Pourquoi Mara Tremblay a-t-elle choisi d'explorer cette veine-là et d'en faire le noeud dramatique de son récit? Elle n'en a aucune idée. Elle semble avoir écrit un peu à l'instinct, sans plan précis, sans intention claire et sans prévoir les questions de ses futurs lecteurs, qui ne manqueront pas de se demander si ce secret de famille n'est pas en partie autobiographique.

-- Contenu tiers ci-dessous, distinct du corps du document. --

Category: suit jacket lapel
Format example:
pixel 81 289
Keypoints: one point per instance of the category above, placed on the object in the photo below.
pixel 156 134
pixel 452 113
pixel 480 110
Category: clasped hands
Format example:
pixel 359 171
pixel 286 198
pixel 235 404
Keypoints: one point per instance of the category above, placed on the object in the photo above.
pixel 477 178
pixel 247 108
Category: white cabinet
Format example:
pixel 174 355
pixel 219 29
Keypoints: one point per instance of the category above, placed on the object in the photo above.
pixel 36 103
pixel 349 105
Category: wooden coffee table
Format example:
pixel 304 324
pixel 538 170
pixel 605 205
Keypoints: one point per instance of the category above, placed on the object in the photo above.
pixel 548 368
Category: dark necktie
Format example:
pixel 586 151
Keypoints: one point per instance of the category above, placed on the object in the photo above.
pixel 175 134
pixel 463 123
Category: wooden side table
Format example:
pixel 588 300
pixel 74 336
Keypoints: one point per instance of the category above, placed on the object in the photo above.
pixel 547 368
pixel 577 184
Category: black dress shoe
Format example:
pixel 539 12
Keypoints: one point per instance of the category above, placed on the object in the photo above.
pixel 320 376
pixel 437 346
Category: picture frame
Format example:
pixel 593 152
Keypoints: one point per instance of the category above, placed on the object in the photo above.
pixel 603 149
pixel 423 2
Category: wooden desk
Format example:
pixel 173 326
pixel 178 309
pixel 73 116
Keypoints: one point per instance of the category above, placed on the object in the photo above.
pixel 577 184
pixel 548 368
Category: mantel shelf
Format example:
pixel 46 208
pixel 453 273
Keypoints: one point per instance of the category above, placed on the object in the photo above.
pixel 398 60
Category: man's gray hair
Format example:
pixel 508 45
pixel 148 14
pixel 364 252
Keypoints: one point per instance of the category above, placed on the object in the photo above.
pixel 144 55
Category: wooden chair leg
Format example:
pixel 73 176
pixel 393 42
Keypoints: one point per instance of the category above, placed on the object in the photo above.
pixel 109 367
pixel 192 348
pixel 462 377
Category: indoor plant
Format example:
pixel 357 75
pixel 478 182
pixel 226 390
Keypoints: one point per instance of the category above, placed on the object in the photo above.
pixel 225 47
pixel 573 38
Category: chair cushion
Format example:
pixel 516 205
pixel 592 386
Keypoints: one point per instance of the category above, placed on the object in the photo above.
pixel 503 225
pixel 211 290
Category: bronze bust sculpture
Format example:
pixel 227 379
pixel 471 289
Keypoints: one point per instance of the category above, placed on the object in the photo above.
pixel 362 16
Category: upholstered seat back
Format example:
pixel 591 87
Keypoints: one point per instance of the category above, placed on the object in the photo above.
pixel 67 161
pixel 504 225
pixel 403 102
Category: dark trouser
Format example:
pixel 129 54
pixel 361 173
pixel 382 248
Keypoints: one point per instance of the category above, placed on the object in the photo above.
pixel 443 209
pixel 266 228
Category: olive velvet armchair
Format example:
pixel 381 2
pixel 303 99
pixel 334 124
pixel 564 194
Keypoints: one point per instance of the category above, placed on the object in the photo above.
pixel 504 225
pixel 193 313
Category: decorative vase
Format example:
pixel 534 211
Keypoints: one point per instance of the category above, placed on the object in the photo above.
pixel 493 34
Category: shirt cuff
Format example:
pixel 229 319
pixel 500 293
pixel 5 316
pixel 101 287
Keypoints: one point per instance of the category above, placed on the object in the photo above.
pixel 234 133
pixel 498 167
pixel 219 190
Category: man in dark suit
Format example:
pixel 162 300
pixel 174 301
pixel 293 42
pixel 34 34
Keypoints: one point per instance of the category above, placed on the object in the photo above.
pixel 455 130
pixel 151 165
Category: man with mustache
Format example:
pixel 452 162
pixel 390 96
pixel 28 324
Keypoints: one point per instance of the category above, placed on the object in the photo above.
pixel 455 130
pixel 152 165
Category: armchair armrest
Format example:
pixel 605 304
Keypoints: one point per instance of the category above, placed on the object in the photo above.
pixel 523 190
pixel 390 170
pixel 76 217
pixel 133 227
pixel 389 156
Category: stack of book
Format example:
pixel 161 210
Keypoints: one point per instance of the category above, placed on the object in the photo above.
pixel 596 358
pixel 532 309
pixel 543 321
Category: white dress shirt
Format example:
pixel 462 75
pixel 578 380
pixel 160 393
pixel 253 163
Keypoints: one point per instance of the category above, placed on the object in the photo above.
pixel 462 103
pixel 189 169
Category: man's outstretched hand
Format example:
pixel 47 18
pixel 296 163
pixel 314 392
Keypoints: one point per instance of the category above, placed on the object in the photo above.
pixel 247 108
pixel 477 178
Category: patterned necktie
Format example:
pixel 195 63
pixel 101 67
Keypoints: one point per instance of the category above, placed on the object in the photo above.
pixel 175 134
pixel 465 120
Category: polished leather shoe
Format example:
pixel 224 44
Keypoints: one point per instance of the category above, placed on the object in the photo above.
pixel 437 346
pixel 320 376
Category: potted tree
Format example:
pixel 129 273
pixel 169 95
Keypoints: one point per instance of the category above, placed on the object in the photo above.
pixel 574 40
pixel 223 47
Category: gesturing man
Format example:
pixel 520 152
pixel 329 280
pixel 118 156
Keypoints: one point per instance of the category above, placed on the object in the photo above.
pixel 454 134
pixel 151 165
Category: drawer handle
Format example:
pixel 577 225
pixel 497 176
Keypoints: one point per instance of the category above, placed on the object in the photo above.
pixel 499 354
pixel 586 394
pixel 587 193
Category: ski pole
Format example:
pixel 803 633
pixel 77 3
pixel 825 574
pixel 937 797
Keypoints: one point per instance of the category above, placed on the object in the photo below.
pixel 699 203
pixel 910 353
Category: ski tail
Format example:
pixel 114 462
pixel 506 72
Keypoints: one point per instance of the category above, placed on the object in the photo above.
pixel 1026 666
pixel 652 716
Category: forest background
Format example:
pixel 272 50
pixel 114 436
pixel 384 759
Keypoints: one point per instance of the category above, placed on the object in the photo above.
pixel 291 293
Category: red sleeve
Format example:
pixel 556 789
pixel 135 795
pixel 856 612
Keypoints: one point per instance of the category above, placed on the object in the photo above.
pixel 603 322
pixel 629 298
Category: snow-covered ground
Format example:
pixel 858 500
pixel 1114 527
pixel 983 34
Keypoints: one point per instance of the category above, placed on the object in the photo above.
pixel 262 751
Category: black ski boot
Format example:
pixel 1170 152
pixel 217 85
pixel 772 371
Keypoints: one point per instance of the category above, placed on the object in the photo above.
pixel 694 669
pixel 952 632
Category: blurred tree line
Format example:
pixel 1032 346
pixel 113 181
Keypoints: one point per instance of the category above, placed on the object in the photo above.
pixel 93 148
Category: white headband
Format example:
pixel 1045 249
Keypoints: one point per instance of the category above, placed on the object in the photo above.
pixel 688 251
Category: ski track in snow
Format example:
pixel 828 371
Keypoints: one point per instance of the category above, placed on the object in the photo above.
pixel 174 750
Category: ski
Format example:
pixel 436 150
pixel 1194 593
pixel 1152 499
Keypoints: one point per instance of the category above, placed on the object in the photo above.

«Je ne me suis pas tellement posé de questions en écrivant», commence par répondre Mara avant d'ajouter, d'un air un brin songeur: «Je ne sais pas pourquoi je suis allée aussi loin à ce sujet. Une chose est sûre: ce n'est pas quelque chose qui m'est arrivé. C'est arrivé à quelqu'un de mon entourage, qui ne m'a jamais raconté l'affaire en détail. J'ai tout imaginé, mais en m'inspirant des vieux mononcles cochons d'une certaine époque, quand les familles préféraient fermer les yeux sur l'inceste que de reconnaître qu'il y avait un agresseur parmi elles. Je voulais que ce passage du roman soit une sorte de délivrance pour celles ou ceux qui ont vécu cette blessure-là.»

Mara Tremblay ignore quel genre d'accueil recevra son premier roman, mais elle s'en fout un peu. L'important, pour elle, c'est de s'être rendue au bout de la route de l'écriture et d'en avoir la preuve tangible. Bientôt, elle remettra ses habits de musicienne et lancera, le 25 octobre prochain, un album éponyme, version live des chansons de la tournée Tu m'intimides. En attendant, elle savoure le début de l'automne, saison par excellence de sa renaissance.